The example you gave is a reasonably easy one - but there are harder ones. Consider this:
- Date of birth: Feb 29th 1976
- Event date: Feb 28th 1994
If you add 18 years to the date of birth, you'll get Feb 28th 1994 - the event date. That suggests the person is 18 years old.
If you subtract 18 years from the event date, you'll get Feb 28th 1976 (before the person's birthday). That suggests the person isn't 18 years old.
I suspect in almost all cases, you'd consider that the person celebrates their birthday on Feb 28th in non-leap years. So the code would be:
var adult = birthDate.AddYears(18) <= eventDate;
Make sure both values are just dates without any time-of-day though.
The core .NET libraries don't provide any way of finding the period between two DateTime
values.

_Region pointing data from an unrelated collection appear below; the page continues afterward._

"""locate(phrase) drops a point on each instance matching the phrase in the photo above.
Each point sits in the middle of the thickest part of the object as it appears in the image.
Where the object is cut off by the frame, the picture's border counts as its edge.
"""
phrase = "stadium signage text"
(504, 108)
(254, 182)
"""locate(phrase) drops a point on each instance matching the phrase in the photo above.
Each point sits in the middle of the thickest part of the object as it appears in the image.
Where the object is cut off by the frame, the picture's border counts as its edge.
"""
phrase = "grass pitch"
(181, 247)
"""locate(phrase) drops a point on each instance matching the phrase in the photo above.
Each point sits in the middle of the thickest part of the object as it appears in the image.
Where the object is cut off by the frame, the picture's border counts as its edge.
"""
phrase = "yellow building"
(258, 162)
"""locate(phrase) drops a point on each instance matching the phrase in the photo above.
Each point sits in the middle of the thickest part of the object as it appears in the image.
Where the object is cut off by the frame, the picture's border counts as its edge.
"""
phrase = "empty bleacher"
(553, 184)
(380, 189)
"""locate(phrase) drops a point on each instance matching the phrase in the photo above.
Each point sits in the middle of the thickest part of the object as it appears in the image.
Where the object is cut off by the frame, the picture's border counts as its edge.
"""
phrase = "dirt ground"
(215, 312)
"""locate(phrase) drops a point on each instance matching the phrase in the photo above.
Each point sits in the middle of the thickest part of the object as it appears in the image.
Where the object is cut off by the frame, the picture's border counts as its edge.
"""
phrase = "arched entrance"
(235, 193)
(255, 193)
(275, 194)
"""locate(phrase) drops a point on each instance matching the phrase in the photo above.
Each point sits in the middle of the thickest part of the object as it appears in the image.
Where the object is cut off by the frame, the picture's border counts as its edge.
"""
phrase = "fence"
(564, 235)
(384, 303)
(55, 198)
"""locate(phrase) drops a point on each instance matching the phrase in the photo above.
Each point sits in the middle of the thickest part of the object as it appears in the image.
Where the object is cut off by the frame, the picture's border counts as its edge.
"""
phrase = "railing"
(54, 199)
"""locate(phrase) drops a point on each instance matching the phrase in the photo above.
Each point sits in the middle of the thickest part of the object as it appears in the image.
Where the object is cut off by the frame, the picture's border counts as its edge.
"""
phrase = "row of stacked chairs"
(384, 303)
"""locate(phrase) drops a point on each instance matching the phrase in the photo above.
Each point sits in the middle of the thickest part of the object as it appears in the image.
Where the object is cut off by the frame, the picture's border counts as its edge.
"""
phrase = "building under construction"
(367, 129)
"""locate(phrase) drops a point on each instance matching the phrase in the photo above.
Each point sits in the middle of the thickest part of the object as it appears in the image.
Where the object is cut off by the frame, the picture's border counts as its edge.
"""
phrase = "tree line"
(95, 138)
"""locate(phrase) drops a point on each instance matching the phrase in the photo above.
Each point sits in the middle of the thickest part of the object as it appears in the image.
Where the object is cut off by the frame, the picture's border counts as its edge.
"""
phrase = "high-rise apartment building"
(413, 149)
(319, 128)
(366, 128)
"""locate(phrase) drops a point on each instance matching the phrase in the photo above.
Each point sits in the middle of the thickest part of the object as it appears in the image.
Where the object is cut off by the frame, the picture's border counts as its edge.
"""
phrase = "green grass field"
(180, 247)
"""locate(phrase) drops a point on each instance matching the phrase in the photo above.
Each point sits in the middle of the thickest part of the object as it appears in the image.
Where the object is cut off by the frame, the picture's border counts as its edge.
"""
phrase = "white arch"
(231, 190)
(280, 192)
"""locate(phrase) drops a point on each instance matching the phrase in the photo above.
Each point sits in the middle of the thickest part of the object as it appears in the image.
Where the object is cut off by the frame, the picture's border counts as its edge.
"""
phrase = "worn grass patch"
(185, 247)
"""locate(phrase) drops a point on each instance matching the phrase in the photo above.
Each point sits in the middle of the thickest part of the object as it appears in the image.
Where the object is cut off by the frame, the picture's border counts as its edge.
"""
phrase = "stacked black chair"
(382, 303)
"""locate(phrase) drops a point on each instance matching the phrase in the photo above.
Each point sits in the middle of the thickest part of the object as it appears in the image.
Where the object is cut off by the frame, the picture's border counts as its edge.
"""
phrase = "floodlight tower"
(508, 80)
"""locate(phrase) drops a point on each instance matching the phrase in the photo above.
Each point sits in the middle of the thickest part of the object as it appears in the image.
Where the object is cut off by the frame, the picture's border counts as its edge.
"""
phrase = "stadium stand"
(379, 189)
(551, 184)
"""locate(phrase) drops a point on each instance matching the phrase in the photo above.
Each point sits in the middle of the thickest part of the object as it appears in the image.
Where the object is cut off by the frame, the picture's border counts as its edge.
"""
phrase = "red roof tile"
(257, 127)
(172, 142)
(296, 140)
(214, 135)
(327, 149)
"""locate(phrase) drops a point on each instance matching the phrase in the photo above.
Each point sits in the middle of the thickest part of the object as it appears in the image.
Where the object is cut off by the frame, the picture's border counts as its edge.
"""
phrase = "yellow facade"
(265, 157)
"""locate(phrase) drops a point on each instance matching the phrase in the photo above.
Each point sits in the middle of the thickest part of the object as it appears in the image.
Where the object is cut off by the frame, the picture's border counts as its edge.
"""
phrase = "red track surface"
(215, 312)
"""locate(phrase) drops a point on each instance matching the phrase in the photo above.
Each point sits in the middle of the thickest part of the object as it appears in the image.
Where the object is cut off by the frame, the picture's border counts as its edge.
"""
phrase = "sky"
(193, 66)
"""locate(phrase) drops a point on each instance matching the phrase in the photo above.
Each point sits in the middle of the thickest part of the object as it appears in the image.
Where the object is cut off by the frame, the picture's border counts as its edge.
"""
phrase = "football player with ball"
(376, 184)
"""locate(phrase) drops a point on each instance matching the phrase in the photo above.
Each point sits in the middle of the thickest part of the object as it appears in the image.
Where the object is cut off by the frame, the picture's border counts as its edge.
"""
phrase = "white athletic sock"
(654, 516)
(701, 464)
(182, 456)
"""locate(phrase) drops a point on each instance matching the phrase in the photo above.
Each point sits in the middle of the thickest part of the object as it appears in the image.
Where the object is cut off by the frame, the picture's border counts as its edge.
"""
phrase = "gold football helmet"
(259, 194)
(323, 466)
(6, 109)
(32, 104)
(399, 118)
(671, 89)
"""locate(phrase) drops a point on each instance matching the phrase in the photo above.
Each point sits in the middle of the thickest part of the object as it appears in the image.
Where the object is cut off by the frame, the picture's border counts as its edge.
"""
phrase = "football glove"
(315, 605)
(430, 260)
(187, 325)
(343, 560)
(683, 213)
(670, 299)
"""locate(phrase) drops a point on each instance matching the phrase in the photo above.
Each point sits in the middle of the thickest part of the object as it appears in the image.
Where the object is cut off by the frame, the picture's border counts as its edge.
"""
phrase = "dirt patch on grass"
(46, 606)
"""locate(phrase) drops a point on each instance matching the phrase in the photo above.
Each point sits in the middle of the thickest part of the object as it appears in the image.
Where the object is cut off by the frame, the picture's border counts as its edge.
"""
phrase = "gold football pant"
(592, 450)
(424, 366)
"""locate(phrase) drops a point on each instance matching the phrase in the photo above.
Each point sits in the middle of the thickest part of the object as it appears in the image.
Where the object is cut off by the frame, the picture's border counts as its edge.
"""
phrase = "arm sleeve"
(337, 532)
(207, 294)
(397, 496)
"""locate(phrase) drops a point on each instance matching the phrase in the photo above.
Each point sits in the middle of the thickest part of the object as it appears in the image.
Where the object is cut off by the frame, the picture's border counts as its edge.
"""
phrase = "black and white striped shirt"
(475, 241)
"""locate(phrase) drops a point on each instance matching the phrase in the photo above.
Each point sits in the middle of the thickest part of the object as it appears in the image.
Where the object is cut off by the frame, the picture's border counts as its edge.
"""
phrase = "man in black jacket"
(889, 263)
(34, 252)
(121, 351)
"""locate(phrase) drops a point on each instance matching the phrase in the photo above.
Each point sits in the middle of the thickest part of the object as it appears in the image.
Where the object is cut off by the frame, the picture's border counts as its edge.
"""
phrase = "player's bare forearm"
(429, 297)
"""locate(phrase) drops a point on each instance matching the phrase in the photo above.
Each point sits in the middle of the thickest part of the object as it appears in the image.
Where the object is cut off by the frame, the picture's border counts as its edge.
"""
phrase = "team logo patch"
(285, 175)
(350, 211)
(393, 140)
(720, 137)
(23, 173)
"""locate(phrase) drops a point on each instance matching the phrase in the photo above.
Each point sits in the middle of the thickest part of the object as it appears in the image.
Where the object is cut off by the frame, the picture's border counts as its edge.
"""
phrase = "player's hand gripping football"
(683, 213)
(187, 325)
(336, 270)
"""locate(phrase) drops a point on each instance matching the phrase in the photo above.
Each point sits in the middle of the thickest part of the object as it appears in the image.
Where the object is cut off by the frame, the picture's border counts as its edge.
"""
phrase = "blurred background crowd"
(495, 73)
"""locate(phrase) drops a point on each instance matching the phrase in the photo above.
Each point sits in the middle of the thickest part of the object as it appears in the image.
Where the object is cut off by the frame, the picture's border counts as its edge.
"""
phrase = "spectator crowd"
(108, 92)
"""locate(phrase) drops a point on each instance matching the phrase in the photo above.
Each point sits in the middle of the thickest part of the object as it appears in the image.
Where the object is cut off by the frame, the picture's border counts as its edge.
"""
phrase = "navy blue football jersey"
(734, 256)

You can find the TimeSpan
, but that's not the same thing, and isn't useful for calendrical calculations. (You can't tell whether a TimeSpan
of 30 days is a whole month or not for example, because it depends on the context.)
My Noda Time library does provide this facility:
var birthDate = new LocalDate(1976, 2, 29);
var eventDate = new LocalDate(1994, 2, 28);
var period = Period.Between(birthDate, eventDate);
var adult = period.Years >= 18;
Console.WriteLine(period); // P18Y
... but you can easily accomplish what you need in DateTime
in this case. (I'd advise using Noda Time anyway if you have other date/time scenarios, just on the principle that it's designed to make date/time work easier to get right.)